Impossible de résister à cette voix dans notre tête qui nous interpelle et nous dit : « Regarde ». Ce besoin instinctif de voir, de scruter, de surveiller l’autre dans l’espace intime ou public est définit par Freud, comme étant une : « Pulsion Scopique ». Qu’il s’agisse d’un regard maladroit sur le portable de son conjoint ou bien de celui d’un inconnu dans les transports en commun, on assiste dans les deux cas à la surveillance de chacun par chacun. Surprise, quand il y a un besoin d’exhibition, d’avoir conscience de laisser l’autre nous surveiller, de lui donner accès intégralement à nos données, c’est revendiquer sa propre volonté de transparence et d’opacité.  Comment une série peut alors défier cette volonté ? Et par quel moyen l’espace public devient progressivement source d’un spectacle exhibitionniste ?

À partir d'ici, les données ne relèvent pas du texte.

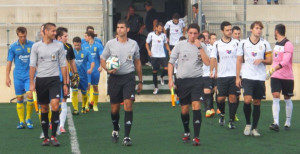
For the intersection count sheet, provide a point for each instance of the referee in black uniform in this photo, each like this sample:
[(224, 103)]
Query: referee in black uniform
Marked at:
[(46, 57), (121, 82), (189, 82)]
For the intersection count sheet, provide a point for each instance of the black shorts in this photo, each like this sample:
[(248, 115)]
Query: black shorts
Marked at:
[(157, 62), (254, 88), (189, 90), (121, 87), (286, 86), (226, 86), (47, 88), (208, 83)]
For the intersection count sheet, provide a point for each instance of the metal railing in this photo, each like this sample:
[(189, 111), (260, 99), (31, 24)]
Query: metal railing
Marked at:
[(8, 34), (292, 33)]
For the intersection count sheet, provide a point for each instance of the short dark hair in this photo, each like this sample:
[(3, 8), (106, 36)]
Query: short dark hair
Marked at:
[(236, 28), (259, 23), (195, 26), (22, 30), (122, 21), (212, 34), (48, 25), (89, 27), (92, 34), (60, 31), (148, 3), (280, 28), (77, 39), (201, 36), (176, 16), (195, 5), (160, 24), (224, 24)]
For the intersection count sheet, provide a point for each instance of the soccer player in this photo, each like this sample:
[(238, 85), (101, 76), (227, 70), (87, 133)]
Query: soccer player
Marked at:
[(177, 29), (96, 50), (91, 29), (62, 36), (236, 33), (209, 84), (225, 54), (190, 56), (255, 53), (282, 79), (82, 58), (121, 82), (157, 54), (45, 59), (19, 52)]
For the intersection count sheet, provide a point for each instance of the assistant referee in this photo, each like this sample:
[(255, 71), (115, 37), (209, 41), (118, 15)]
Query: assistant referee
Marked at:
[(46, 57)]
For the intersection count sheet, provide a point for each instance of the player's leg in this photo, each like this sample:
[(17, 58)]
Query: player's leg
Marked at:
[(94, 82), (287, 91), (276, 88), (20, 91), (155, 67)]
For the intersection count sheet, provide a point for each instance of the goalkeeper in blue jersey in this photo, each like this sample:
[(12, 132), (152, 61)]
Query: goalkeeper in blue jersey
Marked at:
[(96, 50), (82, 59), (19, 52)]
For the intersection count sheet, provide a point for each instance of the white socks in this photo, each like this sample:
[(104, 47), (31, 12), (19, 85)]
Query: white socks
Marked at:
[(275, 110), (63, 114), (289, 110)]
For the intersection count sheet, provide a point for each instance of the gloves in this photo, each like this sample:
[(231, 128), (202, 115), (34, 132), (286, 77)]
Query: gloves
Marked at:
[(75, 80), (270, 72)]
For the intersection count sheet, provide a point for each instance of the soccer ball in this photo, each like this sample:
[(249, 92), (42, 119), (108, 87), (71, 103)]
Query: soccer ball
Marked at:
[(112, 63)]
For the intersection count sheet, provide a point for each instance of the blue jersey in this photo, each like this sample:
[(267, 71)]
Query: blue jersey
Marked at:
[(20, 54), (96, 39), (82, 59), (96, 50)]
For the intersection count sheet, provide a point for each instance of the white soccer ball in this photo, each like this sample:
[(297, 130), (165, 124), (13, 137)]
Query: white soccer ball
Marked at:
[(112, 63)]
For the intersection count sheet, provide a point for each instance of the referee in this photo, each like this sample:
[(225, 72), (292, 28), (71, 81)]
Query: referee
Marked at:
[(190, 56), (121, 82), (46, 57)]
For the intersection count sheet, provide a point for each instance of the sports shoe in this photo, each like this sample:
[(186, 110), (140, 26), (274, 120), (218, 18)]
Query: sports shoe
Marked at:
[(212, 112), (208, 114), (83, 110), (254, 132), (196, 141), (218, 111), (222, 120), (46, 142), (75, 112), (115, 136), (186, 137), (236, 118), (247, 130), (286, 127), (42, 136), (127, 141), (21, 125), (231, 125), (29, 123), (62, 130), (54, 141), (155, 91), (95, 108), (162, 82), (274, 127)]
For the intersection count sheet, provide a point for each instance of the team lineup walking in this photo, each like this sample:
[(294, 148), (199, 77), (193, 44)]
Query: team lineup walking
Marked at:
[(204, 70)]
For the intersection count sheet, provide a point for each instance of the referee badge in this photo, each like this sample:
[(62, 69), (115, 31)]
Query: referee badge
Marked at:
[(53, 57)]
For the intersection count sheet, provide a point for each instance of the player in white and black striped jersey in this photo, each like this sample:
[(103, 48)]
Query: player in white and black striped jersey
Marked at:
[(225, 53)]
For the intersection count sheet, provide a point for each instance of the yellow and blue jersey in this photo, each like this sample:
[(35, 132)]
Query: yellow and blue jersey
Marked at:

Idéal d’une société de verre

Black Mirror, une série télévisée qui met en scène de façon absurde l’espace public international face aux crises et pressions diplomatiques internes. A consensus entre panoptisme (le fait que notre société, montre tout, nous fait tout voir) et voyeurisme, cette vision  peut être défendue sur toutes périodes. Notre société est gouvernée par les écrans, et notre rapport au monde l’est aussi « ecranosphere » terme employé par Gilles Lipovetsky, qui avec Jean Serroy emploient leur réflexion sur le terme « écran global » en effet, les surfaces sont au centre de nos préoccupations, de nos relations personnelles avec les autres, avec le monde.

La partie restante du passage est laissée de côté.